You may or may not want to take a peek at this thread where I went over a lot of questions about sockets in PHP and utf8. Weedpacket was kind enough to spend some time teaching me about strings in php.
[man]stream_socket_recvfrom[/man] is a php function that returns a string. It's important to understand that PHP strings are just raw bytes really and it's up to YOU to know what kind of string is in there because various string functions interpret them as character strings in different ways. It's up to you as a programmer to know if a given string value is really just ASCII text or whether it's utf8 or some other multibyte char string or something else entirely. I use socket functions in some PHP applications to transmit bitmapped images, for instance. socket_read might hand me a PHP string but I know it's a string of bytes that represent a bitmap image.
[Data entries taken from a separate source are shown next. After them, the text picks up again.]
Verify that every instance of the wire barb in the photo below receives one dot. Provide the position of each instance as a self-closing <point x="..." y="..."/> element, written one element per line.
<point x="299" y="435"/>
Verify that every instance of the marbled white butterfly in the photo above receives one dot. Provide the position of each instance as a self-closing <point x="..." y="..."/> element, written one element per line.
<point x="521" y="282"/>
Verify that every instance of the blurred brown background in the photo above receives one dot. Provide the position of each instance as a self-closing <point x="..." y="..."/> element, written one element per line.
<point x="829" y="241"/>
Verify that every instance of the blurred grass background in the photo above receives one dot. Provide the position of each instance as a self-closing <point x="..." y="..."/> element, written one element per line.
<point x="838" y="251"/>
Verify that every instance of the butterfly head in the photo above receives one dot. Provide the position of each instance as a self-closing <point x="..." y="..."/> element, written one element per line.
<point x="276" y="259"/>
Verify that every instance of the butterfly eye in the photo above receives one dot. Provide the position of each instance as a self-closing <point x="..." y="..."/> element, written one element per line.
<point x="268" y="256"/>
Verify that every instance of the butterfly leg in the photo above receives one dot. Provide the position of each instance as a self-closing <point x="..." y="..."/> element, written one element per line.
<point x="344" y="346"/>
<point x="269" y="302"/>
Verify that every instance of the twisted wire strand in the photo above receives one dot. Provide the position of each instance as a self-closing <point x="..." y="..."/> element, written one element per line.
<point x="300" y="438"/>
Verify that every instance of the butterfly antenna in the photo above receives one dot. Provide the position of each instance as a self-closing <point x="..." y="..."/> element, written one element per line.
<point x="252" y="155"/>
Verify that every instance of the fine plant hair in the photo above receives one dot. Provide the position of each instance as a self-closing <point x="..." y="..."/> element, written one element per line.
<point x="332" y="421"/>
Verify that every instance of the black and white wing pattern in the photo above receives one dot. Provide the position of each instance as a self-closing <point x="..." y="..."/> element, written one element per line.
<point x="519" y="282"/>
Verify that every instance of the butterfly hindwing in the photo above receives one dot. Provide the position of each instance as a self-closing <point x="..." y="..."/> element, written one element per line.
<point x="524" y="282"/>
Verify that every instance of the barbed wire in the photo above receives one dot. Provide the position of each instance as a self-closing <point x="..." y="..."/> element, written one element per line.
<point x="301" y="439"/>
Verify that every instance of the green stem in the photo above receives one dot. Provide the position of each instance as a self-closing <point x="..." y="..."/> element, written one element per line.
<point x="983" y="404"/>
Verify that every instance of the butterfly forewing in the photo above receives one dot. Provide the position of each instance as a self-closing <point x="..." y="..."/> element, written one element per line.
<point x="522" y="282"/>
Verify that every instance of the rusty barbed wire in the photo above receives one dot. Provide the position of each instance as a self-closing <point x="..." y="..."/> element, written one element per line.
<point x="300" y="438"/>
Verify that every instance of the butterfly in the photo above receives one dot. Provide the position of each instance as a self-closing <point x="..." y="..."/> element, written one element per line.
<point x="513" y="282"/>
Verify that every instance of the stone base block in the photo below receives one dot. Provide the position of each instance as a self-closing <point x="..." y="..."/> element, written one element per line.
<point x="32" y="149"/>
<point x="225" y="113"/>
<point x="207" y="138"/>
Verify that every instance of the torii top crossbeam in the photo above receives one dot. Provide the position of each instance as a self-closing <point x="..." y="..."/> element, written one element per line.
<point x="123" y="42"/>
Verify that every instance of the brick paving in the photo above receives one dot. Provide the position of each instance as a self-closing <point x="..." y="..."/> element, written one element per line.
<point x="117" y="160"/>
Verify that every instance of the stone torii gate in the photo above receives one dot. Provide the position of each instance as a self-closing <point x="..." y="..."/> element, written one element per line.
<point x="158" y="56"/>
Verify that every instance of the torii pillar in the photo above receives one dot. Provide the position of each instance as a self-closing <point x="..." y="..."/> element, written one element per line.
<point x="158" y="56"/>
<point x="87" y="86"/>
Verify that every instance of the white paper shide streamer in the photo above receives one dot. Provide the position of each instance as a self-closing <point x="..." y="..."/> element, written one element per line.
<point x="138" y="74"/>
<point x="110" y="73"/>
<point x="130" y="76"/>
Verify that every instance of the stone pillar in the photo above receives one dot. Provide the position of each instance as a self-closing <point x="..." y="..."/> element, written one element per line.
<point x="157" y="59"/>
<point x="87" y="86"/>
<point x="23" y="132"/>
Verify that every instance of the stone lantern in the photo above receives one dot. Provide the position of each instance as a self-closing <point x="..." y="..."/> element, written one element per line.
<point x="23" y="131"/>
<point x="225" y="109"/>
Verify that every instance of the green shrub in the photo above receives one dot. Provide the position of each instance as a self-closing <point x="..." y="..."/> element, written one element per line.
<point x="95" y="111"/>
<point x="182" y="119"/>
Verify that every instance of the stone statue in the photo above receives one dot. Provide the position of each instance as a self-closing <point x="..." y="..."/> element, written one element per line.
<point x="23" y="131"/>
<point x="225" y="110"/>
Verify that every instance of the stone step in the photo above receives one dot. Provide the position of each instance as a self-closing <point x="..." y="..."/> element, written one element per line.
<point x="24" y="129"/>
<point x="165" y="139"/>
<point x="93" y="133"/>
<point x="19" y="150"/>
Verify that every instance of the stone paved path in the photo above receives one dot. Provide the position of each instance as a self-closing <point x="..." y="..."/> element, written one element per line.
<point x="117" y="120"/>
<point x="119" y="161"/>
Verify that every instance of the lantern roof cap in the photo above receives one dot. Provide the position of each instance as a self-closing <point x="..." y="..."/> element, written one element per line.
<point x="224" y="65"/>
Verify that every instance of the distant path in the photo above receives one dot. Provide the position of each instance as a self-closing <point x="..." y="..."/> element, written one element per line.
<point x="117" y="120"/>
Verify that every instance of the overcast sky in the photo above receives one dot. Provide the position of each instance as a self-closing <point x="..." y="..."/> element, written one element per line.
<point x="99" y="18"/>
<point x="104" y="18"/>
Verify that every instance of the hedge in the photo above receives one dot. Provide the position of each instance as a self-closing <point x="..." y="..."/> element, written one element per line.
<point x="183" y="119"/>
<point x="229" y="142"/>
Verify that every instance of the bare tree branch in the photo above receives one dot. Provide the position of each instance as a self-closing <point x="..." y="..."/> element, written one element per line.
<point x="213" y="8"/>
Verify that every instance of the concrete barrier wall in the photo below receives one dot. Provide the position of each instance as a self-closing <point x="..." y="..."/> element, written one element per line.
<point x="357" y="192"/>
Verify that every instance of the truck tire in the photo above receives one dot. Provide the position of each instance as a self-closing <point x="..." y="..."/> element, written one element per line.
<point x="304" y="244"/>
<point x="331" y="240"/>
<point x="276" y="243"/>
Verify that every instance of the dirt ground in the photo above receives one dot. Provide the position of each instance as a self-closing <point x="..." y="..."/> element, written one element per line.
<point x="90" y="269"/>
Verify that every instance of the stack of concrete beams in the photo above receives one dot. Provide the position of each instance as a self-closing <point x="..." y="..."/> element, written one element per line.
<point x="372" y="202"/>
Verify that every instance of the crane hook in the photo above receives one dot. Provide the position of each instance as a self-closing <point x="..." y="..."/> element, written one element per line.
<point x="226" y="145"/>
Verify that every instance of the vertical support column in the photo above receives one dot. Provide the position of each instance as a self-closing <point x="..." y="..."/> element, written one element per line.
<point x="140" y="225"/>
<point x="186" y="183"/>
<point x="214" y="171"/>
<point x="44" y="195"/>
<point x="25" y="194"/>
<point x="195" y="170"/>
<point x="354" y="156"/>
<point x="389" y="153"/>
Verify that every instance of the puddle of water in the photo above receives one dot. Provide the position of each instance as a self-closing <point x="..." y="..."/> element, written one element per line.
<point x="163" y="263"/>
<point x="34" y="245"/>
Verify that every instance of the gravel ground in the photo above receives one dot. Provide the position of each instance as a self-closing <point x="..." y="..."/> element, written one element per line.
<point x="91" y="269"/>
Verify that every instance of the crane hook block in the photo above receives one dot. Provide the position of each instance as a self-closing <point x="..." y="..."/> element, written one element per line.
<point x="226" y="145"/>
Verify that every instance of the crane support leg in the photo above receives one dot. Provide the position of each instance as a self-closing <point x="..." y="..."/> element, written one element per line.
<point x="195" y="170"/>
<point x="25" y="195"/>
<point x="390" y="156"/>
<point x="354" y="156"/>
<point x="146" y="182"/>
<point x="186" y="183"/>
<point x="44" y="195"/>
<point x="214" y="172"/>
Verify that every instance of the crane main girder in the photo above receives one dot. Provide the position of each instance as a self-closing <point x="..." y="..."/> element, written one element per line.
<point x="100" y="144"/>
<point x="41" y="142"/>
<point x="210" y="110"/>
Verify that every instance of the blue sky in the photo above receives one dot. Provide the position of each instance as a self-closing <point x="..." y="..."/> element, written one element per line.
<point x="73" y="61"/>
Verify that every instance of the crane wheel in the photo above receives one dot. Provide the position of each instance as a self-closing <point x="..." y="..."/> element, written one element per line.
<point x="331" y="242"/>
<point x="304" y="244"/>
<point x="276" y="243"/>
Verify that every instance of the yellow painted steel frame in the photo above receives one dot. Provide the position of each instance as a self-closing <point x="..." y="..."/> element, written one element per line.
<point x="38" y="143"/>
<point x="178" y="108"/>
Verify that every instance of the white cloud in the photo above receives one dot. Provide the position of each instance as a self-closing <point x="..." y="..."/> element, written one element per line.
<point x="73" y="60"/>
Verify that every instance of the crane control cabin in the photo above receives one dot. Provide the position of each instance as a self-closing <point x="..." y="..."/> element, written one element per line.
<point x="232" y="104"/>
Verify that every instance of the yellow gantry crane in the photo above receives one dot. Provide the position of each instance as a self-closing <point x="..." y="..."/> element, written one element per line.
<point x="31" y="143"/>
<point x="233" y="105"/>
Even if you are sure your string value is supposed to be text, it could have some kind of multibyte encoding. You'd need to know what it is so you know what functions to use or whether to utf8_decode it. There are various different string functions you might use. For example, [man]strlen[/man] assumes it's either extended ascii or iso8859 or something and determines the string's length assuming that each byte is exactly one char. [man]mb_strlen[/man], one the other hand, lets you specify an encoding. The two functions may return different values on the exact same string variable. If the data coming off your socket represents a JPEG then you might want to write it directly to a file with a .jpg extension.
If the highest byte sent by your remotes is 0111 1111, then utf8 encoding them wouldn't change a thing. As far as I know, any char with a zero in the large bit is the same utf8 encoded as it is in plain ascii. In fact, UTF8 encoding may have nothing to do with your problem. I just don't understand how you'd ever get a 1 in your high bit if you're only using ascii chars from 0000 0000 to 0111 1111. Are you transmitting raw data or something? If not, it seems to me that the data you are reading from your socket is not sub-127 ascii but either something that is still encrypted or something that has been encoded somehow.
I apologize if I'm just confusing things. Perhaps we can simplify. Let's say your "remote" is something hooked up via socket to your socket listener. Let's say your remote takes the word "Yes" and just sends it over the socket. To me, I would expect:
0101 1001 - Y
0110 0101 - e
0111 0011 - s
Byte order would be irrelevant because we're talking single bytes regardless of whether it's utf8 or ASCII.
Now if your remote encrypted the message and then sent it across the socket, I'd have no idea what to expect on the other side. This is what I was thinking in my first post. If you could spell out a bit more about the encryption stack you have, that would be helpful.